Figure 1 Patient selection diagram – a stepwise diagram detailing the eligibility criteria and results for patients with AF identified in the Premier Healthcare Database who had an index ablation during the study period.

Abbreviations: AF, atrial fibrillation; AV, atrioventricular; IP, inpatient; N, number of total eligible patients; n, number of eligible patients; OP, outpatient; SF, ThermoCool® Surround Flow; TC, ThermoCool®.

Significant differences in study characteristics were observed between the two treatment groups (Table 1). The ThermoCool® TC group had significantly more patients with a CHA2DS2-VASc score of 0 than the ThermoCool® SF group (ThermoCool® SF 13.91% vs ThermoCool® 18.14%; P=0.0355). The ThermoCool® SF group had significantly more patients with diabetes (ThermoCool® SF 17.36% vs ThermoCool® 12.96%; P=0.0324), hypertension (ThermoCool® SF 63.91% vs ThermoCool® 57.88%; P=0.0270), atrial flutter (ThermoCool® SF 34.42% vs ThermoCool® 23.97%; P<0.0001), and valvular disease (ThermoCool® SF 20.41% vs ThermoCool® 12.10%; P=0.0001) than the ThermoCool® group.
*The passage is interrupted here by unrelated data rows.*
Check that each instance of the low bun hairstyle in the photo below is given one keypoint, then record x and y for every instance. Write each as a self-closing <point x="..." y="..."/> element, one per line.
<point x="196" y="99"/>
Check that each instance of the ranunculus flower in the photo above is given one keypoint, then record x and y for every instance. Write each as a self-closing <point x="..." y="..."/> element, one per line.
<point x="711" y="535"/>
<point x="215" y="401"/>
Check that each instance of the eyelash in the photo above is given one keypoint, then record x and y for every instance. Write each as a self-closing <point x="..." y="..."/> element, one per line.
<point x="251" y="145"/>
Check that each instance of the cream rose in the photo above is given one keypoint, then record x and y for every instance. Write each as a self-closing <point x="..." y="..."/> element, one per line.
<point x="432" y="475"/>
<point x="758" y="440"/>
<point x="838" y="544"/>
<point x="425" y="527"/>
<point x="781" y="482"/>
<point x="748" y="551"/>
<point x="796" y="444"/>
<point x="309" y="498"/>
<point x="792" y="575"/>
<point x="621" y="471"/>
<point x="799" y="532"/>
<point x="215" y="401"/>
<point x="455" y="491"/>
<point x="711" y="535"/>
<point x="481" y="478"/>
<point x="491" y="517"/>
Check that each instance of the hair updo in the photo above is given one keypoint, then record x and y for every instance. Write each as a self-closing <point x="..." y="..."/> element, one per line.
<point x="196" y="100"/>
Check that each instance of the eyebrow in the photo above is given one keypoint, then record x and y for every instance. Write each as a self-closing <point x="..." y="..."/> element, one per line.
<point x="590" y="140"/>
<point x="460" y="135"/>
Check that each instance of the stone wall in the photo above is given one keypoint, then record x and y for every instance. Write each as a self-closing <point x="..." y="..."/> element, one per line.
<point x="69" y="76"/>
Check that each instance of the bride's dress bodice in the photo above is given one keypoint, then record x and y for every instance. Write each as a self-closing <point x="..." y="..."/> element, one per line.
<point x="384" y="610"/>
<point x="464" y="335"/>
Table 1 Summary of cohort characteristics

Abbreviations: CCI, Charlson Comorbidity Index; CHA2DS2-VASc, congestive heart failure, hypertension, age ≥75 years (double weight), diabetes mellitus, stroke (double weight), vascular disease (coronary artery disease, peripheral artery disease, aortic atherosclerosis), age 65–74 years, female sex; CHF, congestive heart failure; COPD, cardiopulmonary disease; CPD, cardiopulmonary disease; CV, cardiovascular; IHD, ischemic heart disease; NA, not applicable; OSA, obstructive sleep apnea; PCD, pulmonary circulation disorders; PVD, peripheral vascular disorders; SF, ThermoCool® Surround Flow; TC, ThermoCool®; y, years.

Primary analyses

Results from Student’s t-test indicated unadjusted mean total costs to be significantly lower in the ThermoCool® SF group than the ThermoCool® group (ThermoCool® SF: $20,160 vs ThermoCool®: $22,525; P<0.0001) (Table 2). After multivariable adjustment using GEE, the mean total costs were similar between the ThermoCool® SF and ThermoCool® groups (ThermoCool® SF: $21,753 vs ThermoCool®: $23,483; ER 0.93 [95% CI 0.84–1.03]) (Table 2).

Table 2 Total and supply costs, hospital readmissions (all-cause, CV-related, AF-related), cardioversion, and repeat ablation in the outpatient cohort

Notes: aCost (total and supply) includes only those costs associated with the index ablation procedure. bPatient sample restricted to providers with continuous inpatient data during the 12-month post-index period. cPatient sample restricted to providers with continuous inpatient and outpatient data during the 12-month post-index period.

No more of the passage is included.